When notifying a condition variable, the idea is that this wakes up another thread waiting on that variable. However, if the corresponding mutex is still locked, the thread that's just woken up then has to first wait for the mutex to be unlocked. It is more efficient to first unlock the mutex, then notify the condition variable, like so:

void push(T&& value) {
    {
        std::lock_guard lock(mutex_);
        data_.push(std::forward<T>(value));
    }
    condition_variable_.notify_all();`
}

Unsafe access to front and back element of thread_safe_queue

Returning a reference to an element of a thread-safe queue is dangerous. What if another thread pops that element? What if you wanted the back element, and then another thread pushes another element to the queue, then the first thread thinks it has a reference to the back element, but it is no longer the back.

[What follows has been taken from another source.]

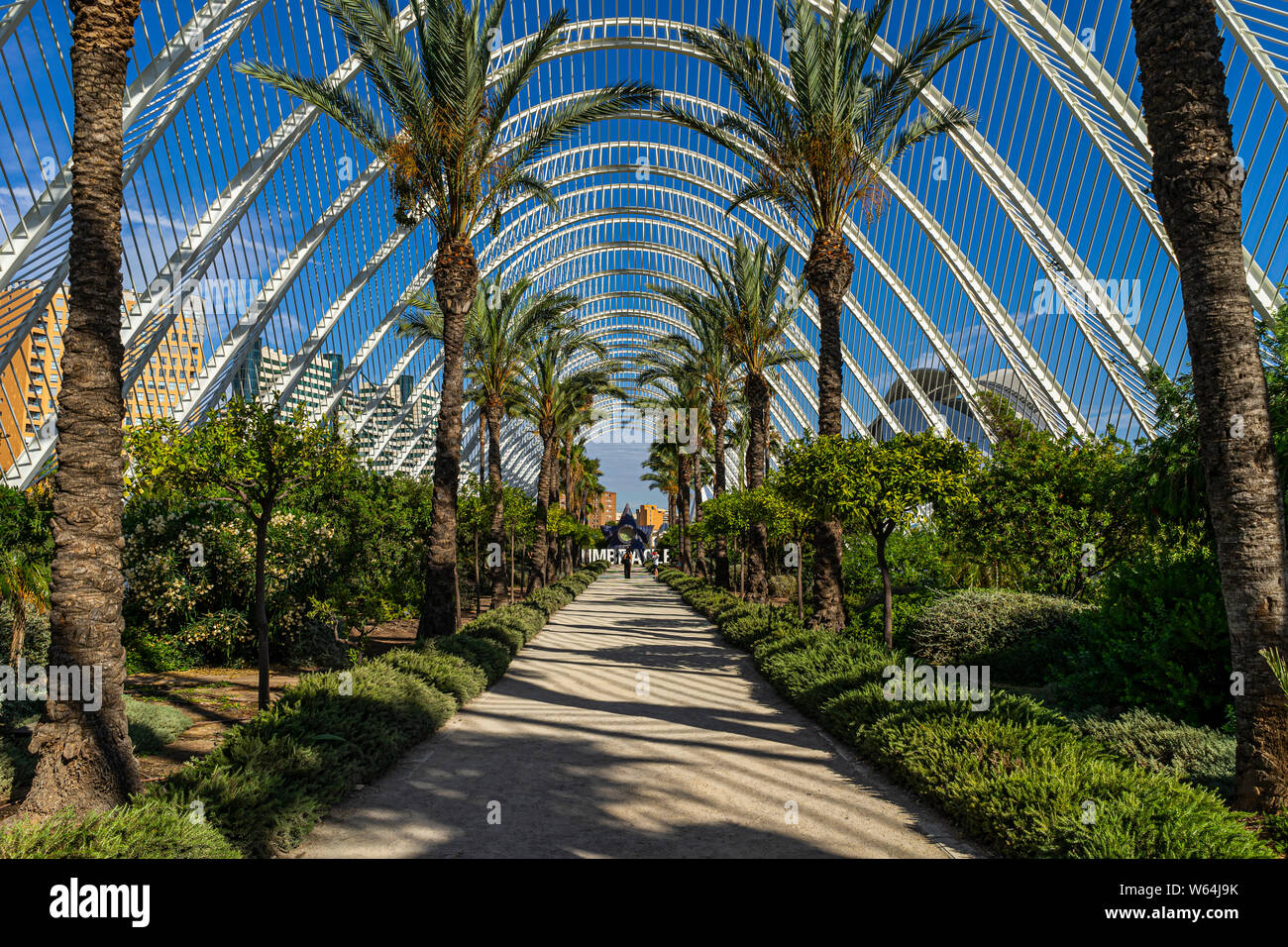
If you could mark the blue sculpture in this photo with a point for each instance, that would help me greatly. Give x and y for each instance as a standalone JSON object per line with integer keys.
{"x": 627, "y": 535}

Also, are you sure references to elements are still valid if another thread pushes or pops elements? A std::queue is a container adapter; it uses a regular container to store its elements. Luckily, the default container it uses is a std::deque, and that one does provide stable references for its elements. However, you could have made a std::queue<T, std::vector<T>>, and then the references would be invalidated as soon as something is pushed to the queue.

While the pop() functions of STL containers don't return a value (mostly with good reason), it would be better for a thread-safe queue to provide a pop() function that atomically removes the front element and returns it, and remove the front() and back() functions.

Consider using a single queue

You have one queue for each thread in the thread pool. However, that means if the tasks don't all take the same time, then it can be that one queue has much more work to do than the other queues. At some point the thread belonging to that one queue is the only one still running tasks, while the other threads are idle. If you instead use a single queue for all threads, you will not have this issue.

The problem with futures

Just for your interest: while using promises and futures is a very good idea to be able to enqueue arbitrary tasks and get back the results, there is a problem with std::future: you can't wait on multiple futures at once. So asynchronously processing the results is hard, unless something like when_any() gets implemented.

Answer 2

It looks like your code is not working as expected. If I try it with the following :

std::atomic<int> counter = 0;

void test_pools(const int taskCount)
{
    dp::thread_pool pool(4);
    const auto total_tasks = taskCount;
    std::vector<std::future<int>> futures;
    for (auto i = 0; i < total_tasks; i++) {
        auto task = [index = i]() { counter++; return index;  };
        futures.push_back(pool.enqueue(task));
    }
}

int main()
{
    test_pools(20);
    std::cout << counter;
}

Then I would have expected counter to be 20. Changing test_pools to the following partially solves the problem:

void test_pools(const int taskCount)
{
    dp::thread_pool pool(4);
    const auto total_tasks = taskCount;
    std::vector<std::future<int>> futures;
    for (auto i = 0; i < total_tasks; i++) {
        auto task = [index = i]() { counter++; return index;  };
        futures.push_back(pool.enqueue(task));
    }
    while (counter < taskCount)
        std::this_thread::sleep_for(std::chrono::milliseconds(1));
}

To fix this, you will have to create some way to determine if all tasks have been created and completed before joining the threads.